By coincidence I listened to Henrika Ylirisku, university lecturer in design at Aalto University, recount the research process for her doctoral dissertation Reorienting Environmental Art Education (2021). It was an interesting and visual presentation of her use of theoretical reading and orienteering practices to thoroughly rethink her approach from a traditional phenomenological humanistic ground to a relational, posthumanist one. She mentioned one text that had been influential during her process and had given it as reading material for the students; naturally I was curious and wanted to check it out. “On the Need for Methods Beyond Proceduralism: Speculative Middles, (In)Tensions, and Response-Ability in Research” by Stephanie Springgay and Sarah E. Truman. Published in Qualitative Inquiry in 2017 was easy to find and I read it in the evening.
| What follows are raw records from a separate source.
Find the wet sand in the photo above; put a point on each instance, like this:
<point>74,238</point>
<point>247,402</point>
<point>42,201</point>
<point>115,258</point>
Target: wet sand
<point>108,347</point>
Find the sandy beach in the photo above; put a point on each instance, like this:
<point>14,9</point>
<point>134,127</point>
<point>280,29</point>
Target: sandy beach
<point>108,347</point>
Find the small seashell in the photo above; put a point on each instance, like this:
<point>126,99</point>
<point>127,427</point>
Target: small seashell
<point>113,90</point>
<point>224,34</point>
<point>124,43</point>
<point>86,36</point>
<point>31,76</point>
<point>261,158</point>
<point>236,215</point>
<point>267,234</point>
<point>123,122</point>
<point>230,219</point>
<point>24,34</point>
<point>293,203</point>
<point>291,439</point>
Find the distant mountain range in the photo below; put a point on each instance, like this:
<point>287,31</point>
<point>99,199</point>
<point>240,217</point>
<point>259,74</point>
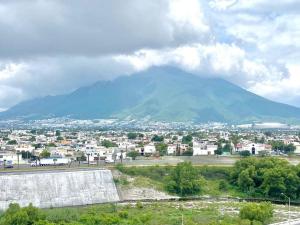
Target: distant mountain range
<point>160,94</point>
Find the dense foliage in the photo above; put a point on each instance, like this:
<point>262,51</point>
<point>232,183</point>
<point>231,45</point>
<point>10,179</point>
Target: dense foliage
<point>157,138</point>
<point>114,214</point>
<point>262,212</point>
<point>45,154</point>
<point>280,146</point>
<point>133,154</point>
<point>267,177</point>
<point>184,180</point>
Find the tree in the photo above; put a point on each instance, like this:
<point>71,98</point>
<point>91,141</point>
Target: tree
<point>108,144</point>
<point>289,148</point>
<point>57,133</point>
<point>26,154</point>
<point>184,180</point>
<point>235,140</point>
<point>219,151</point>
<point>245,180</point>
<point>12,142</point>
<point>227,148</point>
<point>59,138</point>
<point>32,139</point>
<point>133,154</point>
<point>261,212</point>
<point>245,153</point>
<point>188,152</point>
<point>45,154</point>
<point>161,148</point>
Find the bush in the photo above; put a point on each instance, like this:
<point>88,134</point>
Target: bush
<point>223,185</point>
<point>184,180</point>
<point>261,212</point>
<point>268,177</point>
<point>244,153</point>
<point>133,154</point>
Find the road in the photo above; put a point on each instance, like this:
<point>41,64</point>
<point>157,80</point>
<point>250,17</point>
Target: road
<point>166,160</point>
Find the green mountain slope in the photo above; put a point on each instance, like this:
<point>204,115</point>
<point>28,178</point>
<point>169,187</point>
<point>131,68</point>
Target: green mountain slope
<point>165,94</point>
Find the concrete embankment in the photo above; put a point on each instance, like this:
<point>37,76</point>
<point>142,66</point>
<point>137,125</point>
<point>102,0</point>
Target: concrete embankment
<point>57,188</point>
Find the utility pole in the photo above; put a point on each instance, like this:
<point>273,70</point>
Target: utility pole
<point>18,154</point>
<point>289,221</point>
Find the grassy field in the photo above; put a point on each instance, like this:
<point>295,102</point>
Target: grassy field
<point>149,213</point>
<point>215,183</point>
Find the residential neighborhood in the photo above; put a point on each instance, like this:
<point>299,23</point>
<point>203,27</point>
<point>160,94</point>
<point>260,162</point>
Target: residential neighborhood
<point>21,146</point>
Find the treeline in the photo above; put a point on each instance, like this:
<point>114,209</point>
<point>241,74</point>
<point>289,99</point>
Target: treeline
<point>137,214</point>
<point>266,177</point>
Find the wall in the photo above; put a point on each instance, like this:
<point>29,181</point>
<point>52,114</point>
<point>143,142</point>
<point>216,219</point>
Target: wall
<point>57,189</point>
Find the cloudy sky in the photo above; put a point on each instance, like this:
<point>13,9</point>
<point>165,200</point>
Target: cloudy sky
<point>55,46</point>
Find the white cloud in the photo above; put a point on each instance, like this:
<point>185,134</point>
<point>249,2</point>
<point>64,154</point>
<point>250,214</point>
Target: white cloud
<point>54,47</point>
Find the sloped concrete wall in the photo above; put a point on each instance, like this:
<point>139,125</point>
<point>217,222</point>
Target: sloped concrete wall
<point>57,189</point>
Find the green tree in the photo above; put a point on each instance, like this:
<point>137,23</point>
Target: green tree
<point>59,138</point>
<point>157,138</point>
<point>161,148</point>
<point>261,212</point>
<point>133,154</point>
<point>219,150</point>
<point>12,142</point>
<point>57,133</point>
<point>184,180</point>
<point>245,181</point>
<point>187,139</point>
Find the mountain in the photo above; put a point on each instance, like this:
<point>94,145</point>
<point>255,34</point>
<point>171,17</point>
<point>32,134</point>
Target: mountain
<point>163,94</point>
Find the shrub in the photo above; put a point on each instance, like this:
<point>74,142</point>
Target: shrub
<point>261,212</point>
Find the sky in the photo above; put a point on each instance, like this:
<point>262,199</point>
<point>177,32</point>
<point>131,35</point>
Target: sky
<point>54,47</point>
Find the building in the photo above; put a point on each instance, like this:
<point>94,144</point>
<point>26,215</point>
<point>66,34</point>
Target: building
<point>204,148</point>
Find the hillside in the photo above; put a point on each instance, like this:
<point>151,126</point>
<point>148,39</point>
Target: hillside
<point>164,94</point>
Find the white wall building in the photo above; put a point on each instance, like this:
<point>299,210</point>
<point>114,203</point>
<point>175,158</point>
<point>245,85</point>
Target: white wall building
<point>149,149</point>
<point>171,149</point>
<point>202,148</point>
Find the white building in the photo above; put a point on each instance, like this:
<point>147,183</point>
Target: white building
<point>297,145</point>
<point>203,148</point>
<point>171,149</point>
<point>255,149</point>
<point>149,149</point>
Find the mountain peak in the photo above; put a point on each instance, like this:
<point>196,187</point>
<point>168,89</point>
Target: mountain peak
<point>159,93</point>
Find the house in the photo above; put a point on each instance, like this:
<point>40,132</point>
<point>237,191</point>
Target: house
<point>297,145</point>
<point>171,150</point>
<point>149,149</point>
<point>204,148</point>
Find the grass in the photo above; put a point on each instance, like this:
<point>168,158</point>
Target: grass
<point>216,182</point>
<point>152,214</point>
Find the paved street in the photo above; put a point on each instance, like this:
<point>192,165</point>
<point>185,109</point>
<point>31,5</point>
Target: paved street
<point>166,160</point>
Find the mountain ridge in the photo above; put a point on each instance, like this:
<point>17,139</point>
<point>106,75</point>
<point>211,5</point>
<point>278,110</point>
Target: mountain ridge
<point>162,94</point>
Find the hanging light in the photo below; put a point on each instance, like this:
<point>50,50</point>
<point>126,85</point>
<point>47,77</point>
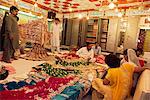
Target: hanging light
<point>87,17</point>
<point>70,9</point>
<point>116,10</point>
<point>35,5</point>
<point>16,0</point>
<point>111,5</point>
<point>148,18</point>
<point>120,14</point>
<point>30,13</point>
<point>80,16</point>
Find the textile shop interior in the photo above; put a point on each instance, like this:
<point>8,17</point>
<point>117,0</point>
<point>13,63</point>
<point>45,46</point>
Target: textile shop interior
<point>75,49</point>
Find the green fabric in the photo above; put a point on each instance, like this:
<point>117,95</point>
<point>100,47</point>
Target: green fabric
<point>11,29</point>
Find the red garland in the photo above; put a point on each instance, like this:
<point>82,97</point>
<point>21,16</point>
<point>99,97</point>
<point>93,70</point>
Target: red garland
<point>40,90</point>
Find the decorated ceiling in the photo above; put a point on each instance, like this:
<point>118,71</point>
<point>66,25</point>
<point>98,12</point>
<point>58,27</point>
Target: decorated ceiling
<point>83,5</point>
<point>69,6</point>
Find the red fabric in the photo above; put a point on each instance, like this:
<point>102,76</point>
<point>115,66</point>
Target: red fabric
<point>141,62</point>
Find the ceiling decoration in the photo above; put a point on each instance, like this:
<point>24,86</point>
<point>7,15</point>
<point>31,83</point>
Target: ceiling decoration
<point>69,6</point>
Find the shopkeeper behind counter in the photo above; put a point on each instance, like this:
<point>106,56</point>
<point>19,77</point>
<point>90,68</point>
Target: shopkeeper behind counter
<point>86,52</point>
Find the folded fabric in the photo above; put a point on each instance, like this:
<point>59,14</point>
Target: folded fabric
<point>2,87</point>
<point>70,93</point>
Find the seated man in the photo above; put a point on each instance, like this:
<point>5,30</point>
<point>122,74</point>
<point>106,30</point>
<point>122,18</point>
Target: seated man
<point>86,52</point>
<point>117,83</point>
<point>97,49</point>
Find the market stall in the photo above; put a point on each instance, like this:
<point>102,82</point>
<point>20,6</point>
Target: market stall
<point>40,74</point>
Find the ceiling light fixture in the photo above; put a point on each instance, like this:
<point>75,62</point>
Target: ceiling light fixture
<point>87,17</point>
<point>116,10</point>
<point>35,5</point>
<point>120,14</point>
<point>16,0</point>
<point>148,18</point>
<point>80,16</point>
<point>111,5</point>
<point>70,9</point>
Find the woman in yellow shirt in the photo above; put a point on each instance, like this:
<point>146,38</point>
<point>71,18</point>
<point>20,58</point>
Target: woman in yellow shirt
<point>117,83</point>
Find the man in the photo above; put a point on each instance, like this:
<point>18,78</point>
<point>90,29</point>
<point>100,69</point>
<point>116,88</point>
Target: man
<point>97,49</point>
<point>11,35</point>
<point>117,83</point>
<point>55,31</point>
<point>86,52</point>
<point>3,31</point>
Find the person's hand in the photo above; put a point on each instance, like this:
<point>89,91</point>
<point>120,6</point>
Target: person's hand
<point>11,37</point>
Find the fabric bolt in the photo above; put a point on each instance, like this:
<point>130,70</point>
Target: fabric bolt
<point>70,93</point>
<point>56,30</point>
<point>83,52</point>
<point>120,83</point>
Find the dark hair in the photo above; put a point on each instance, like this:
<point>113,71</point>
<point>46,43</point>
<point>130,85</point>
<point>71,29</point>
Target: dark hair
<point>6,14</point>
<point>140,50</point>
<point>17,18</point>
<point>57,19</point>
<point>125,52</point>
<point>12,8</point>
<point>87,43</point>
<point>4,75</point>
<point>112,61</point>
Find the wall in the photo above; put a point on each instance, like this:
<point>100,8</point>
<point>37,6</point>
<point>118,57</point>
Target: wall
<point>112,38</point>
<point>132,32</point>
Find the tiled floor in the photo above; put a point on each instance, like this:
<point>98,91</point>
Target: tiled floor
<point>22,68</point>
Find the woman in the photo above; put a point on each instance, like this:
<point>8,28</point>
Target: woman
<point>118,82</point>
<point>2,31</point>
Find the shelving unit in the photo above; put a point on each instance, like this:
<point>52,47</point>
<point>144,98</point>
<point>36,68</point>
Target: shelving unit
<point>92,30</point>
<point>104,33</point>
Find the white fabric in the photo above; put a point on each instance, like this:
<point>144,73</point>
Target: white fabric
<point>143,87</point>
<point>97,50</point>
<point>56,33</point>
<point>83,52</point>
<point>132,58</point>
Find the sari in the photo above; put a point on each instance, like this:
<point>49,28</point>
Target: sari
<point>119,86</point>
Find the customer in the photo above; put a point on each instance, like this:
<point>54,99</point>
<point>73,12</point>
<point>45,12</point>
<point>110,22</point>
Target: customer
<point>97,49</point>
<point>118,81</point>
<point>2,31</point>
<point>130,56</point>
<point>11,41</point>
<point>86,52</point>
<point>55,31</point>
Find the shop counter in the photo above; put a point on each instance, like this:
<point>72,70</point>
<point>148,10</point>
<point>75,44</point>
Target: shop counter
<point>143,87</point>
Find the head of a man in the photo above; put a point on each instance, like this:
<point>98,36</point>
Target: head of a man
<point>96,44</point>
<point>14,10</point>
<point>125,54</point>
<point>57,21</point>
<point>112,61</point>
<point>89,47</point>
Not that interested in the discussions within art education and not at all knowledgeable about the debates concerning qualitative methodologies in social sciences I found the text slightly tiresome, with the constant referencing and strong emphasis on reading, that is, with the authors showing how well they know what everybody else has argued before daring to share any of their own experiences. Some of the points seemed reasonable and familiar, like the “insistence that methods are generated both as a means to produce, create, and materialize knowledge and practices of dispersal, collective sharing, and activation of knowledge at the same time.” (Springay and Truman 2017, 9), which leads them to suggest the creation of research events rather than gathering data to be analysed. This can be useful in many types of community art and educational contexts and for contemporary forms of performing arts that try move beyond showbusiness. In my own work participatory events or performances, which could be understood as producing knowledge and disseminating it at the same time, are rare. Usually I “generate knowledge” or make art on my own, and what I then show to others, even if “traces from the process” or variations rather than finalised artworks, is nevertheless something else than what happened “in the field”.
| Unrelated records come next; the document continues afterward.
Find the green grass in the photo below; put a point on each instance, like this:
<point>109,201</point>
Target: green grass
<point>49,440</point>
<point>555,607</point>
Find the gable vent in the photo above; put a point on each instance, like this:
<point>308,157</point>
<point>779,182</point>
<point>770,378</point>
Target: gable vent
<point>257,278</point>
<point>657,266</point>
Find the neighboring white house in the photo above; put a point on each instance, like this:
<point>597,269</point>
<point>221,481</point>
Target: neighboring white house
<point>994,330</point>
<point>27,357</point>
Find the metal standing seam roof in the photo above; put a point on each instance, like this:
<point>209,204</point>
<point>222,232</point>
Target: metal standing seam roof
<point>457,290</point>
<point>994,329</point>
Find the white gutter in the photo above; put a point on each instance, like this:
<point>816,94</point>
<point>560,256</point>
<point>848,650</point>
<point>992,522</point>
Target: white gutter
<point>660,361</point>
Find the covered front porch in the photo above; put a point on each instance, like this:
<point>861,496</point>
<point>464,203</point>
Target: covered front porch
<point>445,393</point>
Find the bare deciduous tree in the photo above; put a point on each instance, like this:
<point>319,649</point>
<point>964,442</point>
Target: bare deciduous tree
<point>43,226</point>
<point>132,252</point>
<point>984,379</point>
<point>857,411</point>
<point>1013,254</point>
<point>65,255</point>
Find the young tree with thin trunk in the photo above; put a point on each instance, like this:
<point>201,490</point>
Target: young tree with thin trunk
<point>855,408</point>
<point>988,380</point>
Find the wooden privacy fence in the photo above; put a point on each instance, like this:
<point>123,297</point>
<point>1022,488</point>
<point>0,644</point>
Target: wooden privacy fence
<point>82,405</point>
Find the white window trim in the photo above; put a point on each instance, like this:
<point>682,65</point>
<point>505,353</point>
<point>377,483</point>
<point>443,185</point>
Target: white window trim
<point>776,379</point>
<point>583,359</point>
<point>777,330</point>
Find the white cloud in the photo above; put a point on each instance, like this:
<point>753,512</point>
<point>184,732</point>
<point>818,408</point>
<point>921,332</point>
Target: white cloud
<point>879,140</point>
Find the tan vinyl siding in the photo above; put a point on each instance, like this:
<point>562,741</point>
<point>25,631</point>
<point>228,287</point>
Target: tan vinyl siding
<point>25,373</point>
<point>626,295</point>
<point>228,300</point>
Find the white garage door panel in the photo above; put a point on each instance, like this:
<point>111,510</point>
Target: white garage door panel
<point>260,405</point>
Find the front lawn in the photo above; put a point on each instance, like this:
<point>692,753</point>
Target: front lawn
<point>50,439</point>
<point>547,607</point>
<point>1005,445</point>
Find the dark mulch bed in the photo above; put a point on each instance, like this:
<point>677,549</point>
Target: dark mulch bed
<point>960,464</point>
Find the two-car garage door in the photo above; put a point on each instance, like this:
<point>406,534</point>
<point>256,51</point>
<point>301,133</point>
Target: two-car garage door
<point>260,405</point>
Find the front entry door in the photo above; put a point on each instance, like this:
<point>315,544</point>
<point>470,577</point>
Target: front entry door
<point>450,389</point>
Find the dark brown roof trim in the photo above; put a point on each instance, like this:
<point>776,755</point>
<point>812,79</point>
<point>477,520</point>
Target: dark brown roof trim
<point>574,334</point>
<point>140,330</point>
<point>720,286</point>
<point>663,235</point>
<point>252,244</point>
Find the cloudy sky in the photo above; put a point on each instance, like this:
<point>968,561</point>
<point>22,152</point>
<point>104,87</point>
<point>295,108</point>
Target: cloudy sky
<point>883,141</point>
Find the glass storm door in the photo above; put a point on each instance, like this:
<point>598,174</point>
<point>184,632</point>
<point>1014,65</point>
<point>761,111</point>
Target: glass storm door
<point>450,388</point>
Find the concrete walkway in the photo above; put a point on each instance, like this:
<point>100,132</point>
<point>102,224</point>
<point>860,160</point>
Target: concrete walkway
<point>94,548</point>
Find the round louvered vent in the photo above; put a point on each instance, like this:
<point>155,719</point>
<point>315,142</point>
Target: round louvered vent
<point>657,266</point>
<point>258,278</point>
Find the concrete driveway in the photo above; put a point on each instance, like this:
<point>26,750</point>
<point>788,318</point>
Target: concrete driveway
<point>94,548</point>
The following section (from the middle) of the article could serve as a kind of summary:
Regardless of what methods are incorporated, they (a) cannot be predetermined and known in advance of the event of research; (b) should not be procedural, but rather emerge and proliferate from within the speculative middle, as propositions, minor gestures, and in movement; (c) should not be activities used for gathering or collecting data. Instead methods must agitate, problematize, and generate new modes of thinking-making-doing; and (d) methods require (in)tensions, which trouble and rouse ethical and political matterings. (Springay and Truman 2017, 9)
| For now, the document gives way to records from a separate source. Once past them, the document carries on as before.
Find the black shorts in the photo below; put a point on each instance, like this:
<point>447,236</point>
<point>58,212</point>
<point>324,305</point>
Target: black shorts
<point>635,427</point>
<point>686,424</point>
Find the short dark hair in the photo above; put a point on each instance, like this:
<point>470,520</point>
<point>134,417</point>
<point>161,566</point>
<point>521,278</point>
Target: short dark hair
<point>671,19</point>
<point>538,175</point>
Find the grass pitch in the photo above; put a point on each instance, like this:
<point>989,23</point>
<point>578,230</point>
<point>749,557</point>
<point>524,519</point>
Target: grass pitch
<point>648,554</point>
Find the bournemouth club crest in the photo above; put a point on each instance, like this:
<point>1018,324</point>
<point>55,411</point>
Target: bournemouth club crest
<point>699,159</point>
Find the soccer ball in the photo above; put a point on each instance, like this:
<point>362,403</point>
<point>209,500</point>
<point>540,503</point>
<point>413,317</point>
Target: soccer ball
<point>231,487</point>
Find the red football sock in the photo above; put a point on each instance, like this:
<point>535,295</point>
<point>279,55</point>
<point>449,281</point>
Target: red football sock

As an artist my relationship to methods is somewhat different, even though I feel that methods are the core of what I can try to develop and contribute to other researchers, besides the artworks themselves. Insisting on ‘how’ questions easily lead to methods as results or outcomes. I have often repeated the idea that artists already have their methods, they have their practices, and should develop or articulate those practices into research methods. This means, however, that the methods dictate what kind of questions can be asked or what kind of problems can be dealt with using those methods. If I take Springgay’s and Truman’s proposal seriously, I should not only rely on my old methods and practices, my accustomed and familiar ways of working, but try to develop new methods, experiment with new ways of working, or “thinking-making-doing” and clarify the “(in)tensions.”
References
Henrika Ylirisku, 2021. Reorienting Environmental Art Education. Aalto University Department of Art https://aaltodoc.aalto.fi/items/51f412c0-45be-42cc-b5d3-293918ae9f65
Stephanie Springgay, Stephanie and Sarah E. Truman. 2017. On the Need for Methods Beyond Proceduralism: Speculative Middles, (In)Tensions, and Response-Ability in Research.